Several main phases of a modern compilers are lexing, parsing, semantic analysis (which includes tasks such as type checking and evaluation), optimization. For each phase:

  1. explain its purpose
  2. explain its input and output (be careful here, e.g., the inputs to Lexer are not just the program src)
  3. (lexing and parsing only) explain how it is achieved, e.g., underlying algorithms, and how we implement that phase, e.g., tool support
  4. explain what would happen if we did not have that phase e.g., anything catastrophic?

Comparing RE, DFA, NFA, and CFG (4 pts)

For the following, answer true or false and give concrete example when asked

  1. There are some languages that cannot be expressed using an RE, but can be expressed using an NFA (if answer T, give an example)
  2. There are some languages that cannot be expressed using a DFA, but can be expressed using an NFA (if answer T, give an example)
  3. There are some languages that cannot be expressed using a NFA, but can be expressed using a CFG (if answer T, give an example)
  4. For every language that RE, DFA, and NFA recognizes, there exists a CFG that recognize that exact language (if answer N, give an example)

DFA and CFG (15 pts)

For each of the following languages over the alphabet \({a,b}\), determine if it can be recognized by a DFA. If yes, draw a DFA for it.

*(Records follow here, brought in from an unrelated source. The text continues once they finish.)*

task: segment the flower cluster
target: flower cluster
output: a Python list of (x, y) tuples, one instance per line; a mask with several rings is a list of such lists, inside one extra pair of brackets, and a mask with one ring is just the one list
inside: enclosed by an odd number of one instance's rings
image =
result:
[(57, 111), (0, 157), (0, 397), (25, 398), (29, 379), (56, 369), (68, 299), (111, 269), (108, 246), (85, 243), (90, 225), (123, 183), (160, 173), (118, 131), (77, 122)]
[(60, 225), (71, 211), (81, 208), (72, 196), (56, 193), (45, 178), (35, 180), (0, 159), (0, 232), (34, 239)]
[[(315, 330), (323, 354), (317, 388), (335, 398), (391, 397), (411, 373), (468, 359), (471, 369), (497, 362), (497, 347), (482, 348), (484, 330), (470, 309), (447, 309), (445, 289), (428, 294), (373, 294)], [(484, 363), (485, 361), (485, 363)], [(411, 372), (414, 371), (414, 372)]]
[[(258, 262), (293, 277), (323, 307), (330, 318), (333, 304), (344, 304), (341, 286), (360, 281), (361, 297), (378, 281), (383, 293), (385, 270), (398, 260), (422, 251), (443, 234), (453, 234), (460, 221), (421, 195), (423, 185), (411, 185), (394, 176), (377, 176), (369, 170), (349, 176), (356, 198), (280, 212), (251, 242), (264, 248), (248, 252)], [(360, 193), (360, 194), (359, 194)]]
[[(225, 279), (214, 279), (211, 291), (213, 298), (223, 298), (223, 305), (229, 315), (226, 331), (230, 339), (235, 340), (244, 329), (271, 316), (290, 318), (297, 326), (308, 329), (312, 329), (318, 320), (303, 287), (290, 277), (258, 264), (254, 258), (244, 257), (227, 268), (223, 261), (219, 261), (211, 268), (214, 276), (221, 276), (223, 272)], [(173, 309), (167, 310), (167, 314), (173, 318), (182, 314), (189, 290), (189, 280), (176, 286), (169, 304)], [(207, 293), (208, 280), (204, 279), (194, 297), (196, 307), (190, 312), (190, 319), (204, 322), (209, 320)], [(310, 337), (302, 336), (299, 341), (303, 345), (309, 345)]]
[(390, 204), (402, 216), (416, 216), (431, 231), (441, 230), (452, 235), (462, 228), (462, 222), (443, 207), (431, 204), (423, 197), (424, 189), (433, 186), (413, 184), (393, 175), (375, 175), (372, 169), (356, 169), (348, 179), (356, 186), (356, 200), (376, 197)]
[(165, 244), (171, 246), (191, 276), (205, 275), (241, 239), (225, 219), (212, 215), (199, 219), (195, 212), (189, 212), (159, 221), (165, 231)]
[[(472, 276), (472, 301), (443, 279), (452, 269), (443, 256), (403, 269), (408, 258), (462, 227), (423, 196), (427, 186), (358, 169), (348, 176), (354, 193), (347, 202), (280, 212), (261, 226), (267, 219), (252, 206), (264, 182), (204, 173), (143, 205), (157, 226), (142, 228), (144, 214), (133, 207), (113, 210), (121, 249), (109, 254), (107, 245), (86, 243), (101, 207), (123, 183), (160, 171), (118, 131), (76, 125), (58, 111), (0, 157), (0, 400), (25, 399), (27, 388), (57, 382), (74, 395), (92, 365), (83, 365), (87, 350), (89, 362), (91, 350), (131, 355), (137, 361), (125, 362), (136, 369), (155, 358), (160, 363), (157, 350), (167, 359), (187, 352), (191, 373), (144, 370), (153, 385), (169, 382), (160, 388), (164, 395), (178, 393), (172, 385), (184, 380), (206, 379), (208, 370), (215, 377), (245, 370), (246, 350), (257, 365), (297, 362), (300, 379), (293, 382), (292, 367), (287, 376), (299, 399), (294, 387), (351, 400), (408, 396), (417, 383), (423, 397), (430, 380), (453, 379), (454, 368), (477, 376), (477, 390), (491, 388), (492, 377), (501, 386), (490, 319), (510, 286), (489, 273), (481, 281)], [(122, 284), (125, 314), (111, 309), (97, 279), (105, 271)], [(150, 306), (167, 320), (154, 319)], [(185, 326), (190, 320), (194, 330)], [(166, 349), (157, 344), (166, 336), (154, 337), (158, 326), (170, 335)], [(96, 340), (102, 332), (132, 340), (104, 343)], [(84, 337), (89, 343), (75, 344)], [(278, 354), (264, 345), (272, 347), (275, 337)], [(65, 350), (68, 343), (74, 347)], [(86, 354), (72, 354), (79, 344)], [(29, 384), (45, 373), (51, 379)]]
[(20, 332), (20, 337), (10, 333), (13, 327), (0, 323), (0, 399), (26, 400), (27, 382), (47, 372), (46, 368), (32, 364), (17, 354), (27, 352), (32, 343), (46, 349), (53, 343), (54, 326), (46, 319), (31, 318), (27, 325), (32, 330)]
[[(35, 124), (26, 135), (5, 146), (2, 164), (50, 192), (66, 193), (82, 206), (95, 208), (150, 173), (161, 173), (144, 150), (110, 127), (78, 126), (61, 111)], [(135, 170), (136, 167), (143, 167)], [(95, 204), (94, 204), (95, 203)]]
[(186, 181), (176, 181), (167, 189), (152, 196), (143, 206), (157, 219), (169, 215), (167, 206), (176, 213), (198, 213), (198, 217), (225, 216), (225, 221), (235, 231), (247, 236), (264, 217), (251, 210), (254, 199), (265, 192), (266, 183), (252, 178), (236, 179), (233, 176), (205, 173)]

If not, determine if it can be recognized by a CFG. If yes, write the CFG for it. If not, say No.

  1. (3 pts) languages consisting of strings having exactly two a's

  2. (3 pts) language consisting of strings having n a's followed by n b's, e.g., e, aabb, aaaabbbb.

  3. (3 pts) language over the alpha \(\{a,b,c\}\) consisting of strings having \(n\) a's followed by \(n\) b's followed by \(n\) c's, e.g., e, aabbcc, aaaabbbbcccc.

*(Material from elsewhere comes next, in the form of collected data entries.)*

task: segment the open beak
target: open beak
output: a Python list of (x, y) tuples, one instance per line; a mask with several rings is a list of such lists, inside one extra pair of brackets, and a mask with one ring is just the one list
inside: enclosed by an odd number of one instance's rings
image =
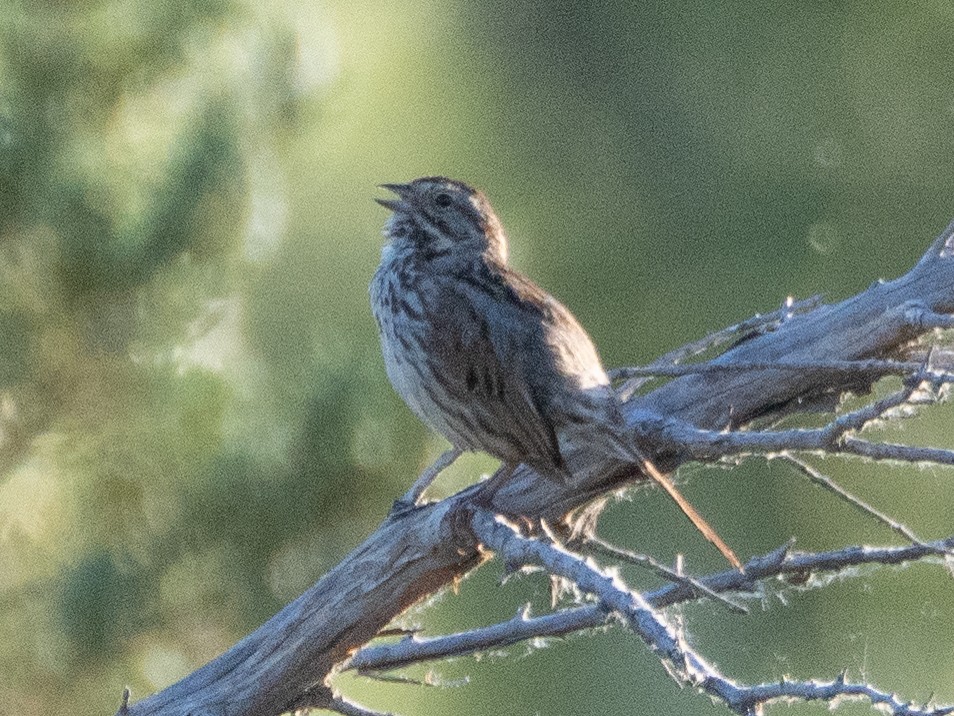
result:
[(400, 197), (399, 199), (375, 199), (375, 201), (385, 209), (390, 209), (391, 211), (406, 211), (409, 208), (406, 201), (411, 193), (409, 184), (380, 184), (379, 188), (393, 191)]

  4. (3 pts) language over the alphabet \({(, )}\) consists of all strings of properly nested parentheses, e.g., e, ()(), ((())), (()()).

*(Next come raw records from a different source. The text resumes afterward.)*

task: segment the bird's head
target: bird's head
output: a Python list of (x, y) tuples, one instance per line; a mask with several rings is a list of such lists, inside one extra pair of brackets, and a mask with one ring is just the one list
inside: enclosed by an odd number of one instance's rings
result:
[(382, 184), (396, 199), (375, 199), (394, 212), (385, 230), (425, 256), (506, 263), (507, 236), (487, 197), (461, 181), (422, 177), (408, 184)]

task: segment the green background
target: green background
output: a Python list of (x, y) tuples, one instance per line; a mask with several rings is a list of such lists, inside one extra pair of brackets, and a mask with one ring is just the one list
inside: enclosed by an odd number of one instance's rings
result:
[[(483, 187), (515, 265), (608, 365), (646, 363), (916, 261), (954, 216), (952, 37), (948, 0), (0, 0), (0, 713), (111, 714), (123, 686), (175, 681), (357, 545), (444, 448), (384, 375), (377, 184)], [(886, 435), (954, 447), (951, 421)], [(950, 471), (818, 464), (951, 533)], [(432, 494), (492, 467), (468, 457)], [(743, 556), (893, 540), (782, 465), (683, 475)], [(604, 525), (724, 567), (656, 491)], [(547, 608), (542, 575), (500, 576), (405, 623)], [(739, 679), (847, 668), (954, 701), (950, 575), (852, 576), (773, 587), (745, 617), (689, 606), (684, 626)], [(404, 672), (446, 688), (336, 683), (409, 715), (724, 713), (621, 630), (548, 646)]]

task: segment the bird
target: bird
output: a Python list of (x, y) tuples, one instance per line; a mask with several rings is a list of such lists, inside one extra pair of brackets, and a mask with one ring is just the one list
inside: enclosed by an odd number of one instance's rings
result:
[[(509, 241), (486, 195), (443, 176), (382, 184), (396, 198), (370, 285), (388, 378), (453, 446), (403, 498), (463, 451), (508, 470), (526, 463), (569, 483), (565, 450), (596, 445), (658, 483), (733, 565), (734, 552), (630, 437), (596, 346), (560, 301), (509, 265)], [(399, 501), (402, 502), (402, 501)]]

  5. (3 pts) language consisting of strings that are palindrome

Parsing (15 pts)

  • (5 pts) Consider the grammar G

    S-> E
    E -> int
    E -> E + E | E - E
    E -> (E)
    

    1. (1 pts) Show that this grammar is ambiguous using the string int-int-int

    2. (4 pts) This grammar is left recursive. Rewrite it to eliminate left recursion (but is still equivalent to the original grammar). That is, provide a grammar G' such that L(G) = L(G') but G' admits no derivation X --->* Xa

  • (6 pts) The following grammar is left recursive.

    E -> E + T | T
    T -> id | (E)
    
    For each of the following, explain whether it eliminates left recursions and is equivalent to the original grammar. If it is NOT equivalent to the original grammar, give an example showing the difference.

    1. G1: E -> E + id | E + (E) | id | (E)
    2. G2
      E -> TE’
      E’ -> +TE' | e
      T  -> id | (E)
      
    3. G3
      E -> E’ + T | T 
      E’-> id | (E) 
      T -> id | (E)
      
    4. G4
      E -> id + E | E + T | T 
      T -> id | (E)
      
  • (4 pts) Consider the string s = id + id * (id) and the grammar:
    E -> T  | T + E
    T -> id | id * T | ( E )
    
    1. (2 pts) Draw the parse tree for s
    2. (2 pts) Draw the AST tree using any of the drawn parse tree

LL(1) Grammar (4 pts)

Consider the grammar

E -> T + E | T 
T -> int | int * T | ( E ) 

  • (1) Explain why Recursive Descent algorithm would have backtracking problems with the above grammar.
  • (3) Rewrite this grammar to an LL(1) grammar to avoid the problem.